In her negligence claim, appellant asserted that appellee was negligent in procuring the credit-life insurance. To establish a prima facie case in tort, a plaintiff must show that damages were sustained, that the defendant was negligent, and that such negligence was aproximate cause of the damages. Ouachita Wilderness Inst. v. Mergen, 329 Ark. 405, 947 S.W.2d 780 (1997). Negligence is the failure to do something which a reasonably careful person would do, and a negligent act arises from a situation where an ordinarily prudent person in the same situation would foresee such an appreciable risk of harm to others that he would not act or at least would act in a more careful manner. Id. Questions that must be answered in a negligence case are: (1) what duty, if any, the defendant owed the plaintiff; (2) whether that duty was breached; (3) whether it was reasonably foreseeable that such a breach would cause the injury; (4) whether the negligent act caused or was a substantial factor in causing the injury; (5) whether there was an intervening cause. Maneth v. Tucker, 72 Ark. App. 141, 34 S.W.3d 755 (2000).

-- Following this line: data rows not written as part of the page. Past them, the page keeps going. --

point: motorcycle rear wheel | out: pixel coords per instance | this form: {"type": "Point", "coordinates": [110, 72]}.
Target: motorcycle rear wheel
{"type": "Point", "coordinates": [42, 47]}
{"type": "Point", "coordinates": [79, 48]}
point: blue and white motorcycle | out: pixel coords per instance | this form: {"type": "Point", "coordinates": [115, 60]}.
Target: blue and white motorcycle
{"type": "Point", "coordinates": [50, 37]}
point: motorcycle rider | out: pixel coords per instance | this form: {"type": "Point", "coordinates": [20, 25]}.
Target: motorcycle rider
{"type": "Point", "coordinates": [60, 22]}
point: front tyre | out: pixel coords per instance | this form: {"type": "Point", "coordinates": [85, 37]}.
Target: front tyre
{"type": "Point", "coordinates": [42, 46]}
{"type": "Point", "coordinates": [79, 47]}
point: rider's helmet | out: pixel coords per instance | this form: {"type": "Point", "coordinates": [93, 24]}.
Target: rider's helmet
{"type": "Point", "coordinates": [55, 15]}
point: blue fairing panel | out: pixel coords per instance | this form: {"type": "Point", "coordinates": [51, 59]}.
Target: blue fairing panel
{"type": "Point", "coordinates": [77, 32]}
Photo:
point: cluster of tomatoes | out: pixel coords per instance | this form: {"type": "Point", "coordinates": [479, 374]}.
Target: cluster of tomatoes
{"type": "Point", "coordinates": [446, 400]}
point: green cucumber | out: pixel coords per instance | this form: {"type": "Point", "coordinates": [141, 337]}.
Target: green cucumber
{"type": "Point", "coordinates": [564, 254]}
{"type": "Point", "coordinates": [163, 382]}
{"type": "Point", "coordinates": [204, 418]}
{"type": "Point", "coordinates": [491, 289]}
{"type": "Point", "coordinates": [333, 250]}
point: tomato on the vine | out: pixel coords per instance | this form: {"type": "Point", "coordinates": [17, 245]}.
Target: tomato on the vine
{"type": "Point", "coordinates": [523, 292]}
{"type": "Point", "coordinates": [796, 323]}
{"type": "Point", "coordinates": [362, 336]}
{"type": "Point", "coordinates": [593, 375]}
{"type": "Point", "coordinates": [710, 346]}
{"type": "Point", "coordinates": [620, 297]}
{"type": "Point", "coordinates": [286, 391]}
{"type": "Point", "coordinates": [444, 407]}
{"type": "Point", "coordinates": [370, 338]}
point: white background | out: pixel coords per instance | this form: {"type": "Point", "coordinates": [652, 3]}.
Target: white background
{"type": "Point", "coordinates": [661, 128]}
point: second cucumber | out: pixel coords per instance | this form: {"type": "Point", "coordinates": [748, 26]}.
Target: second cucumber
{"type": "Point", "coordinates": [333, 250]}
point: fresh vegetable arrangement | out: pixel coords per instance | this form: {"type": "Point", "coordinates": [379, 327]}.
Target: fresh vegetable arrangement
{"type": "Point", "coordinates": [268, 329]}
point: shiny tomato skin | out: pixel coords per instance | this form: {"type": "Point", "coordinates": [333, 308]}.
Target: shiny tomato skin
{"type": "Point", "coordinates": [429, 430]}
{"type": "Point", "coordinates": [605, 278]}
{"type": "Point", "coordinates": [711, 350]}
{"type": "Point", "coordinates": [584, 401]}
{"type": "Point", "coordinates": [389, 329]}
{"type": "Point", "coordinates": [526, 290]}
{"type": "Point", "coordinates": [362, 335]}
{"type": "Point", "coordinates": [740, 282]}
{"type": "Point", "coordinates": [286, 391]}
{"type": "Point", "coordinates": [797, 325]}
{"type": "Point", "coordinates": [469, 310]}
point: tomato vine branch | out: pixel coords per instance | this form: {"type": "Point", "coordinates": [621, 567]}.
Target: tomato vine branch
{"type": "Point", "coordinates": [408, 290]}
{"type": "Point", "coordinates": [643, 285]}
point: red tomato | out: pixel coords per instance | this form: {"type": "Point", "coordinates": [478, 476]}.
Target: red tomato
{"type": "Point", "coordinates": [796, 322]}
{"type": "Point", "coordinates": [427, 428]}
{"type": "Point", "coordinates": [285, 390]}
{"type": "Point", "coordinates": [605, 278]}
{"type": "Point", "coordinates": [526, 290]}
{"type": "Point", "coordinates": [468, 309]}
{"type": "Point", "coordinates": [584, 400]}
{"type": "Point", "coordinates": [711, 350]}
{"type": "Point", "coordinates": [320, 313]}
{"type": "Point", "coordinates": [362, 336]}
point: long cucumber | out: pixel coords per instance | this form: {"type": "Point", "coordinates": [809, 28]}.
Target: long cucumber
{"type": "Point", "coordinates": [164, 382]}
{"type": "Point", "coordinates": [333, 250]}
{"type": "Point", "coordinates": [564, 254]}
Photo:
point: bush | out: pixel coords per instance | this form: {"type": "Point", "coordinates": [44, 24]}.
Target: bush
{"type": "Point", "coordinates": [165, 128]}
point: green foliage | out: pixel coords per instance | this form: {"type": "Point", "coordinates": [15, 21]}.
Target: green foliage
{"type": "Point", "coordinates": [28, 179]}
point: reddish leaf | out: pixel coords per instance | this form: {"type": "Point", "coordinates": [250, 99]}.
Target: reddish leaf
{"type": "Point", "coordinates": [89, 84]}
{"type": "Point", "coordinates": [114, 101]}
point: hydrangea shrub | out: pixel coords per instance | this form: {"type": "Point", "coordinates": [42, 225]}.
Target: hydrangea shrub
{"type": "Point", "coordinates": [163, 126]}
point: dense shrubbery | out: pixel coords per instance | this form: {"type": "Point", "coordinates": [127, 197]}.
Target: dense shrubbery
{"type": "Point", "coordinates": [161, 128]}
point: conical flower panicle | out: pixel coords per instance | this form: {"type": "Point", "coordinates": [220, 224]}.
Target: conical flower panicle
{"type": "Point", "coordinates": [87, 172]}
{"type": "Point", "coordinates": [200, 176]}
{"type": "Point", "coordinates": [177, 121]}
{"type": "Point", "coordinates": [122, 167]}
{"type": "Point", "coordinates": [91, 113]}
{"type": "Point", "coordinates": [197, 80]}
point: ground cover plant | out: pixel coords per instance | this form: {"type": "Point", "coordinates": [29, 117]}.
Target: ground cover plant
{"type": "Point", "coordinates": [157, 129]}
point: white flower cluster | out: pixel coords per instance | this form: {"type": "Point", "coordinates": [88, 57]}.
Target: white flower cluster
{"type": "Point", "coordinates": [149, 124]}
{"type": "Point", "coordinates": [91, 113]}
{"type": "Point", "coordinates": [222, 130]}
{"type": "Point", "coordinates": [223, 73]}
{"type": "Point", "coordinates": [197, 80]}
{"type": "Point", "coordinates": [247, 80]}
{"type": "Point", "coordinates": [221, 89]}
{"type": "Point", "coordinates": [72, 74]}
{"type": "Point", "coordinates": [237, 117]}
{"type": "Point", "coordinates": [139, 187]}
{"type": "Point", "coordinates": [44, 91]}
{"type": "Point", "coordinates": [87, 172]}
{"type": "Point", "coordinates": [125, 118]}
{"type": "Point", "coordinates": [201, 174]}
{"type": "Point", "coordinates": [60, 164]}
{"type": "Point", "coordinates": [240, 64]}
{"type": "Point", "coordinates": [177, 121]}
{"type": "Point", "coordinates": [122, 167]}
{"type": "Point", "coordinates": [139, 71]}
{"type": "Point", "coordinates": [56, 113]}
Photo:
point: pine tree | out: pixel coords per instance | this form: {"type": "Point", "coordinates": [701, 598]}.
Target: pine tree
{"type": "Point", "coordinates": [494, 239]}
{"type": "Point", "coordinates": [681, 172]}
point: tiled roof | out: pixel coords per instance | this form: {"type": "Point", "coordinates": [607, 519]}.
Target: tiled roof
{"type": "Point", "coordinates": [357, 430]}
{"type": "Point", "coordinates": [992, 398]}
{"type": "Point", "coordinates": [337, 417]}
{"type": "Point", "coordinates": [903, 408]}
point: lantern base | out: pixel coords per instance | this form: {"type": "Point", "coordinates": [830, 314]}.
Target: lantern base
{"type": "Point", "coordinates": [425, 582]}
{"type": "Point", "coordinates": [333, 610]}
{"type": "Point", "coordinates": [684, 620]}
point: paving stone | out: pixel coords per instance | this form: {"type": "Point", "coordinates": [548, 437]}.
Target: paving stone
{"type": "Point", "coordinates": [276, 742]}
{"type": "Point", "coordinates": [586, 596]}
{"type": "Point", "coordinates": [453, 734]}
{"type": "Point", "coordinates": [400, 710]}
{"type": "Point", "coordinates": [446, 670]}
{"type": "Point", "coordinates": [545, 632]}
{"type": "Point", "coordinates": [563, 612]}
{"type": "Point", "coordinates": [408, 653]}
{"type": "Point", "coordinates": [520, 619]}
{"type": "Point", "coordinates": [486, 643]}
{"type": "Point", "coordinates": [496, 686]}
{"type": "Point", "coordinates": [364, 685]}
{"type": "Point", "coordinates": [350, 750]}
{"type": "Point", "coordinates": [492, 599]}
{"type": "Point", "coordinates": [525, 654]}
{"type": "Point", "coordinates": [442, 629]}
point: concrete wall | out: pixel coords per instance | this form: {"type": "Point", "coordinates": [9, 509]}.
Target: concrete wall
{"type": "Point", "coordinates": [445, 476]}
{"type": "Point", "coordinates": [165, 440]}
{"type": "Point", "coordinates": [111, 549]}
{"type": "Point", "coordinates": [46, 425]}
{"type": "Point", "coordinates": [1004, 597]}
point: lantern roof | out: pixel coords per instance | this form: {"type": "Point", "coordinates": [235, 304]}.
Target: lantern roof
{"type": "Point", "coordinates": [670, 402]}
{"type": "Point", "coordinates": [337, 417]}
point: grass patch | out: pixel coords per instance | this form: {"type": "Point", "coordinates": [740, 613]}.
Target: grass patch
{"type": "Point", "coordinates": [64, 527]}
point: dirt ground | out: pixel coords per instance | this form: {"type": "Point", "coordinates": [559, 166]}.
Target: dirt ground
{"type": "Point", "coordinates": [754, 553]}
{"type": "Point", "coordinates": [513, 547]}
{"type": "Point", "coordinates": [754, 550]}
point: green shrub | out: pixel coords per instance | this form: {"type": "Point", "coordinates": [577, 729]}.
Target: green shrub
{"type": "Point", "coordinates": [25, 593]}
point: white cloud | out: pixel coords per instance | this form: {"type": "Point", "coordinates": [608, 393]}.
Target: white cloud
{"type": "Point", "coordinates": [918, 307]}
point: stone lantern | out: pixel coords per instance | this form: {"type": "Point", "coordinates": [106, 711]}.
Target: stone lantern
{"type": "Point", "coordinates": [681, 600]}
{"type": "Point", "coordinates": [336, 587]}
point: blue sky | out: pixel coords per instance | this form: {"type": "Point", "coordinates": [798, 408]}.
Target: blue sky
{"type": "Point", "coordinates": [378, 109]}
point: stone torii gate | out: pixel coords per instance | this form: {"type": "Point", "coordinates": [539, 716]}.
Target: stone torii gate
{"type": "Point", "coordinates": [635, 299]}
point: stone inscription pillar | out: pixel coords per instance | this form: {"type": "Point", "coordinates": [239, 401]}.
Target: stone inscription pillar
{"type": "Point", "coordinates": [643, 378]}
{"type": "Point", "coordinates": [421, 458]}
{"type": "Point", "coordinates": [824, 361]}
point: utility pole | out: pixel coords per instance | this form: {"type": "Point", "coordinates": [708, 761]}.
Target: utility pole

In order to sustain her negligence claim, appellant had to first establish that appellee owed Mrs. Leach a duty. The question of the duty owed to the plaintiff alleging negligence is always one of law and never one for the jury. Mans v. Peoples Bank of Imboden, 340 Ark. 518, 10 S.W.3d 885 (2000). If the court finds that no duty of care is owed, the negligence count is decided as a matter of law. Id. In order for a bank's relationship with a customer to rise to the level that the bank owed the customer a fiduciary duty, there must be some factual underpinnings that establish a relationship of trust and confidence between a bank and its customers which is more than a debtor/creditor relationship. See Country Corner Food & Drug, Inc. v. First State Bank, 332 Ark. 645, 966 S.W.2d 894 (1998). Here the evidence fails to establish a relationship between appellee and Mrs. Leach that was anything more than a debtor/creditor relationship. Thus, the evidence was not sufficient tomaintain a negligence claim.

Viewing the evidence in a light most favorable to appellant, we cannot say that there was any evidence that established an issue in favor of appellant. Therefore, the court's grant of appellee's motion for directed verdict was proper.

Affirmed.

Stroud, C.J., and Vaught, J., agree.

1 Appellant fails to raise the issue of whether the court erred when it ruled her bad-faith claims, in conjunction with the foreclosure, were also barred by the doctrine of res judicata.

2 Appellant fails to raise the issue of whether the court erred when it granted appellee's motion for directed verdict on her breach-of-contract claim in connection with the procurement of the credit-life policy.